Warning Signs of Carbon Monoxide Poisoning
Carbon monoxide is appropriately dubbed the silent killer: it is invisible, odorless, tasteless, and non-irritating. Initial signs of CO poisoning include vomiting, dizziness, headache, and confusion, which can be mistaken for the flu. More serious complications are loss of consciousness, nerve damage, permanent disability and even death. Essentially CO blocks our body’s ability to absorb oxygen, and thus, has the same effect as suffocation.
Sources of Carbon Monoxide
Potential sources of CO exposure include furnaces, water heaters, and gasoline-powered equipment like generators, snow blowers, water pumps. The inappropriate use of cooking equipment to heat the house can also cause CO exposure. Examples: gas ranges, charcoal grills and camping stoves inside the home.
Fall is the time to be most concerned about CO, when families initially turn on their furnaces. The chimney flue should be cleared of obstructions so that CO has a clear exit from the house.
But now that we’re in the throes of winter, here are a few CO safety measures to keep in mind:
Carbon Monoxide Safety Reminders
Be Cautious of Space Heaters
Families might be placing space heaters in bedrooms for extra warmth at night. Please keep in mind that some space heaters contain kerosene, butane or propane, which can emit carbon monoxide. These devices need to be properly maintained to ensure that only a safe amount of CO is emitted. If you have the option, an electric space heater is the safer choice.

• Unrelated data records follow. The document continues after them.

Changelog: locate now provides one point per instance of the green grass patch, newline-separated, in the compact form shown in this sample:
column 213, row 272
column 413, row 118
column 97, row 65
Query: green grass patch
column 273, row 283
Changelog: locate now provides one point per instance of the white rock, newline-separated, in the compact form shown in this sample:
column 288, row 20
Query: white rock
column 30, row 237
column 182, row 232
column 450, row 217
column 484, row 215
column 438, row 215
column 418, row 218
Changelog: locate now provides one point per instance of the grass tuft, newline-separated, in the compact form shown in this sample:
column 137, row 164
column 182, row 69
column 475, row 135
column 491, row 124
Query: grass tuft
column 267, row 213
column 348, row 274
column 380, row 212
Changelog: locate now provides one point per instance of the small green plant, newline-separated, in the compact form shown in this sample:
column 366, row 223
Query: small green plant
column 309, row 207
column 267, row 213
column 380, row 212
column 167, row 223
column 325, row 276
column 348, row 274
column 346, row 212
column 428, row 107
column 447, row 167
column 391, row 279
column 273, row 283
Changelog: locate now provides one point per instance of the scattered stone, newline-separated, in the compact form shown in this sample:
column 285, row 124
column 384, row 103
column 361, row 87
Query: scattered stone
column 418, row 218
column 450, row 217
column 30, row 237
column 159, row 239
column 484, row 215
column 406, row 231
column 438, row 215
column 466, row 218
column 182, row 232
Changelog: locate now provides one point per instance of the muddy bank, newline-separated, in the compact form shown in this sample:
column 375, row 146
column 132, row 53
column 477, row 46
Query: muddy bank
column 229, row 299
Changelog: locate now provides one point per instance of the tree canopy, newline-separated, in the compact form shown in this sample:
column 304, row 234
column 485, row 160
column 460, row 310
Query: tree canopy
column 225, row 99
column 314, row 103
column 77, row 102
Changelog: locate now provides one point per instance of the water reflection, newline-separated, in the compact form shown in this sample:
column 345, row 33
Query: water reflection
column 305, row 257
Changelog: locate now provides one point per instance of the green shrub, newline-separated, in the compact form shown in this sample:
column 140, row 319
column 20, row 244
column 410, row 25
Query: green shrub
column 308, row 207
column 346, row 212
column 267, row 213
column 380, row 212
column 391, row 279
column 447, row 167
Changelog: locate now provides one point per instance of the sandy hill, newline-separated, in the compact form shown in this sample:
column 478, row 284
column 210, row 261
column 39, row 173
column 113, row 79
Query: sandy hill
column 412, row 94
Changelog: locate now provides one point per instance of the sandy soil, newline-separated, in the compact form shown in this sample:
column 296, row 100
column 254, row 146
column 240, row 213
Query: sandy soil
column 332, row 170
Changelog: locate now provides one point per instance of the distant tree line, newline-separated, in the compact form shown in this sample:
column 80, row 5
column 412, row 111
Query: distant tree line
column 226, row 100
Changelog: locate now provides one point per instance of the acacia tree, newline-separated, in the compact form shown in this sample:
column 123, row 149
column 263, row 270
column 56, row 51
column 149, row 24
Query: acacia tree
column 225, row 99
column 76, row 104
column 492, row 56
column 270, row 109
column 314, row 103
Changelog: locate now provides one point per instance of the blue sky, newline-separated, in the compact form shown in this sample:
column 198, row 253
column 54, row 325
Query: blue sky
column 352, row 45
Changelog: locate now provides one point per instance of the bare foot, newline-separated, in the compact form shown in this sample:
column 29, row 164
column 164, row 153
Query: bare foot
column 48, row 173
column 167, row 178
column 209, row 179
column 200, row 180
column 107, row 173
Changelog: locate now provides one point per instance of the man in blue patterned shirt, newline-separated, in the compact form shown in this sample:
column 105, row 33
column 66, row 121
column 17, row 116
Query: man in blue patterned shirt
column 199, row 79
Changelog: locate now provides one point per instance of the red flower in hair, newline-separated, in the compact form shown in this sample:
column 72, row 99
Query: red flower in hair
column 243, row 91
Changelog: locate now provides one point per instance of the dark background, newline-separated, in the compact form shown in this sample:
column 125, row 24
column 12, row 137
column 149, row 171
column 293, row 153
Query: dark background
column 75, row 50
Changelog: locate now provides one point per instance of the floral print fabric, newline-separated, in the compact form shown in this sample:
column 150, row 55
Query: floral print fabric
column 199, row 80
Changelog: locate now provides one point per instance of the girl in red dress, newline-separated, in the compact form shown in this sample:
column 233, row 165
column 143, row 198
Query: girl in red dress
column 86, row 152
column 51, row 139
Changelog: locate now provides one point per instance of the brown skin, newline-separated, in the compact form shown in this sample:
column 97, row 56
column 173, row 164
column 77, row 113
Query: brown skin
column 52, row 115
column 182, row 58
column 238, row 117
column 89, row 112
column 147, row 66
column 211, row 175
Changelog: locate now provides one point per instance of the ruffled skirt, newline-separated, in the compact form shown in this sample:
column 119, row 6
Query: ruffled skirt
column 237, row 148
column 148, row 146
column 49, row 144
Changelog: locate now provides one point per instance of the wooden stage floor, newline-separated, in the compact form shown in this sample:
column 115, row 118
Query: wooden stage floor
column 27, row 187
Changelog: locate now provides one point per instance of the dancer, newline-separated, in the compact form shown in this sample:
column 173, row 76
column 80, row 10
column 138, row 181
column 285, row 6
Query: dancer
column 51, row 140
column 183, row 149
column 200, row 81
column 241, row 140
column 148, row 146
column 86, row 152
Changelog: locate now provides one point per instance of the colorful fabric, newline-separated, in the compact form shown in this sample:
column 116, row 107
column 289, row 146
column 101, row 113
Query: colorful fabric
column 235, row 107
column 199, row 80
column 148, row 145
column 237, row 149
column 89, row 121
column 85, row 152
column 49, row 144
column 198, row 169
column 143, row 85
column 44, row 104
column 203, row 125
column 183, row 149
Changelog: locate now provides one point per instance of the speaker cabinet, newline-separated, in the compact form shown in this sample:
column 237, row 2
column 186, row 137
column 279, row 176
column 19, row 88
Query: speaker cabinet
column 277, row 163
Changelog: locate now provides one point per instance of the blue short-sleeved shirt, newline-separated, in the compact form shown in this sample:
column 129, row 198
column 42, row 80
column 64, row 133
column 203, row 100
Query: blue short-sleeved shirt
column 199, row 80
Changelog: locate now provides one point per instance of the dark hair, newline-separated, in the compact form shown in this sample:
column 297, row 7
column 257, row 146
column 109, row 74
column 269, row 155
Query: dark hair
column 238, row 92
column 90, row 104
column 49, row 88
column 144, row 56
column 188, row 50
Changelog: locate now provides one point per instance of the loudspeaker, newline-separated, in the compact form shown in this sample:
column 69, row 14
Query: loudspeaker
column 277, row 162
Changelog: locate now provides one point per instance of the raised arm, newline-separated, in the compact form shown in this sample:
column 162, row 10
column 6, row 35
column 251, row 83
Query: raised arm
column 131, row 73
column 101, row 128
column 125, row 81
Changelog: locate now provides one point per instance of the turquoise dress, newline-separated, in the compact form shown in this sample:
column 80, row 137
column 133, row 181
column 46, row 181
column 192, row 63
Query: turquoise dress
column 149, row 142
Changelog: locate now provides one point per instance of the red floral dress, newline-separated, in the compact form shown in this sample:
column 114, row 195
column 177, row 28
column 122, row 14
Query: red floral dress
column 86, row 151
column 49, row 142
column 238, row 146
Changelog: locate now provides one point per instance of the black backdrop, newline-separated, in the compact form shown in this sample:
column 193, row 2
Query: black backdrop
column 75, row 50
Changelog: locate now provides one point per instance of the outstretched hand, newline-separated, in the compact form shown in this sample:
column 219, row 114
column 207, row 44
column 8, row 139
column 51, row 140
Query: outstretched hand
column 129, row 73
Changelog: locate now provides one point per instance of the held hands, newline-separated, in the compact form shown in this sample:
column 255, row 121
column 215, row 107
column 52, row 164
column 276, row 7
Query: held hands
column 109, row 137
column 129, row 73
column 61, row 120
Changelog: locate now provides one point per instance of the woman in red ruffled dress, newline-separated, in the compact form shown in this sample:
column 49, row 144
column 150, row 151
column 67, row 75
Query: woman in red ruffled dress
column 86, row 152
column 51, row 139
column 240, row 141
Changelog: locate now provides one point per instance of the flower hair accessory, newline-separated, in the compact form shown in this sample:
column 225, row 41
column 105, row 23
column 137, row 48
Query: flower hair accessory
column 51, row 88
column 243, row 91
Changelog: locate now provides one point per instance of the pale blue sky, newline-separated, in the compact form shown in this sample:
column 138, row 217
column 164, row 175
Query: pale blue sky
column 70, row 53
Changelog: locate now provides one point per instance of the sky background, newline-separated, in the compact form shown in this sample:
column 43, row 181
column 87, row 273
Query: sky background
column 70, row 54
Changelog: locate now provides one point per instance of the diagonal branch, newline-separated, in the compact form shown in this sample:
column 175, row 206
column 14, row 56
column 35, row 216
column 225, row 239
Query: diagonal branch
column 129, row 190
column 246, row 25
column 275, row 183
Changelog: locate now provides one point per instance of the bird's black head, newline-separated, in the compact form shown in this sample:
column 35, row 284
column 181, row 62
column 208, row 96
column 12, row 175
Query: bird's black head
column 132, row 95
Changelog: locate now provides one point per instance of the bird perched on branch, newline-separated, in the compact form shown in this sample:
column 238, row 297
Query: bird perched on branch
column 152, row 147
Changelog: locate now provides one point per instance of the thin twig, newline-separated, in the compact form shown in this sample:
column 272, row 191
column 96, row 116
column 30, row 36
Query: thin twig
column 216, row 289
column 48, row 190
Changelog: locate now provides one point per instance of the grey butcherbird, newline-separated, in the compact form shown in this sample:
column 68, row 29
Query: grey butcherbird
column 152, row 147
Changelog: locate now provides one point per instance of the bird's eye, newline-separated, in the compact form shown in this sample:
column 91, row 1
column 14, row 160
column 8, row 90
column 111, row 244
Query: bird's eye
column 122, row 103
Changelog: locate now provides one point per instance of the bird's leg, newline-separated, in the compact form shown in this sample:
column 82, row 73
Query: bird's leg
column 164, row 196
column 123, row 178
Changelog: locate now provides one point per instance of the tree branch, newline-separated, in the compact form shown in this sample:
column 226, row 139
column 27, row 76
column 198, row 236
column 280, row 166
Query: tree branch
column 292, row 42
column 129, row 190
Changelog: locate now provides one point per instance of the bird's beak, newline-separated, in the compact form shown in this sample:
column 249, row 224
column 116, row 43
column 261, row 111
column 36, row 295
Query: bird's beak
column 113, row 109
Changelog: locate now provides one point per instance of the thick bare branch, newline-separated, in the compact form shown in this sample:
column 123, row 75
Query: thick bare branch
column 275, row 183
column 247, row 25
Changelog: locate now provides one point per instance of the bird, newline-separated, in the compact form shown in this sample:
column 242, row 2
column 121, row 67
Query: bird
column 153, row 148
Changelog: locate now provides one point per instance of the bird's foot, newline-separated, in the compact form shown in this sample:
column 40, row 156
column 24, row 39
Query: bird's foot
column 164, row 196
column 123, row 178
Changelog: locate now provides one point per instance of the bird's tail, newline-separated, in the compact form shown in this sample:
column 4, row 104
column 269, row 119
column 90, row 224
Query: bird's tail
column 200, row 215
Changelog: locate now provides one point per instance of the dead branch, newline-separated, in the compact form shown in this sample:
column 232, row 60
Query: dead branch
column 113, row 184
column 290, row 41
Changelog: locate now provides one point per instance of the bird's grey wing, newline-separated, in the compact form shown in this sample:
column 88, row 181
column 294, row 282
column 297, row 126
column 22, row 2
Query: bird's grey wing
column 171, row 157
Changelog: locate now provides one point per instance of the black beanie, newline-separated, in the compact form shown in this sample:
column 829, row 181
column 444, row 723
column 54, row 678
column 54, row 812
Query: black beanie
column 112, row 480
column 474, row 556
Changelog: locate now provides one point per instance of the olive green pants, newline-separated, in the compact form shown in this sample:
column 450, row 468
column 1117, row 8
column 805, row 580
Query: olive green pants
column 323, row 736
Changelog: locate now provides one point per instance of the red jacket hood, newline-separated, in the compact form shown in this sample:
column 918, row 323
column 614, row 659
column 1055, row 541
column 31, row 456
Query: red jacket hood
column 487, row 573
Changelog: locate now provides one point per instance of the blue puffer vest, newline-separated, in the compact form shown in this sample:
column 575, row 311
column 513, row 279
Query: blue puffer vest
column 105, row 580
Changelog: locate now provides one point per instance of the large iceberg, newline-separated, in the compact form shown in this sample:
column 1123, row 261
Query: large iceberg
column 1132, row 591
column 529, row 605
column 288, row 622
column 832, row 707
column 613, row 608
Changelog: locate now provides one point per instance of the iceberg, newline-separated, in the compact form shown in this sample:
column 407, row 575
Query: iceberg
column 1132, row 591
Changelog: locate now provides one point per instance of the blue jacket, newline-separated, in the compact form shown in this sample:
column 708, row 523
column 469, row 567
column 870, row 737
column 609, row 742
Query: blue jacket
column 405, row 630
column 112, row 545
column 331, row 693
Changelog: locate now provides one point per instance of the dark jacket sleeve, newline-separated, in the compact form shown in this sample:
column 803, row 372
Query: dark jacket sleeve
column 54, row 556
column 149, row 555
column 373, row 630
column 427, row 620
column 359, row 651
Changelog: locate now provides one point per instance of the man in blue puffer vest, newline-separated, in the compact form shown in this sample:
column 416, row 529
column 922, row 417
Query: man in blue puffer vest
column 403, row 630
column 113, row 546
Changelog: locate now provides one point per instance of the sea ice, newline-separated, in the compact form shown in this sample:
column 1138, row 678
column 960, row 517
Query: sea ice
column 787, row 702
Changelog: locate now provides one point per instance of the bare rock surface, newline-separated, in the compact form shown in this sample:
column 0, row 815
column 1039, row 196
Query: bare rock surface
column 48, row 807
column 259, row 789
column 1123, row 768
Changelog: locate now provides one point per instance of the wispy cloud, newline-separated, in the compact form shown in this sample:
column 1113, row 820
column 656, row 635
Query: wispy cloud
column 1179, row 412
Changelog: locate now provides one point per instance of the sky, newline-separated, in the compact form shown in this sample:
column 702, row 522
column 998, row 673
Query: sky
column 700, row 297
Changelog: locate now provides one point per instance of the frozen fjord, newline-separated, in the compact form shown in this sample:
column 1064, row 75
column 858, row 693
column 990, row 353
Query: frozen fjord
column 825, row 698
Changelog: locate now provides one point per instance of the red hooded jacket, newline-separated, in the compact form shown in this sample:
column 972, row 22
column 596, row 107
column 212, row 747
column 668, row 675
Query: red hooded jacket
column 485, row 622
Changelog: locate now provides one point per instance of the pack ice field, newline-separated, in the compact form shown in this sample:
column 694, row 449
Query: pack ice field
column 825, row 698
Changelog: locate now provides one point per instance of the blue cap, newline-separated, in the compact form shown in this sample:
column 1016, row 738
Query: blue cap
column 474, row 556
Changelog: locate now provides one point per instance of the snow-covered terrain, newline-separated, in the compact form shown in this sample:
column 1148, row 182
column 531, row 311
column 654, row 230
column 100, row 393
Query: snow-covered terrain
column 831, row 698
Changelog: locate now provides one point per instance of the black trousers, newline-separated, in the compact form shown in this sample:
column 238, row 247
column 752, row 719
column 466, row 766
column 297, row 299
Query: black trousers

Check Your Carbon Monoxide Detector
To ensure the safety of those in your home, it is imperative to have a carbon monoxide detector. The most effective detectors have battery backup in case of power outages and digital peak concentration readouts. For the best prevention, make sure to have a detector at least 15 feet from each bedroom.
Be Mindful When Warming Up Your Car
Because of the bitter cold, many of us are also letting our cars warm up before driving them. Please take the extra step to pull your car out of the garage before letting it sit. Simply opening the garage door does not create enough ventilation to remove the carbon monoxide from the garage.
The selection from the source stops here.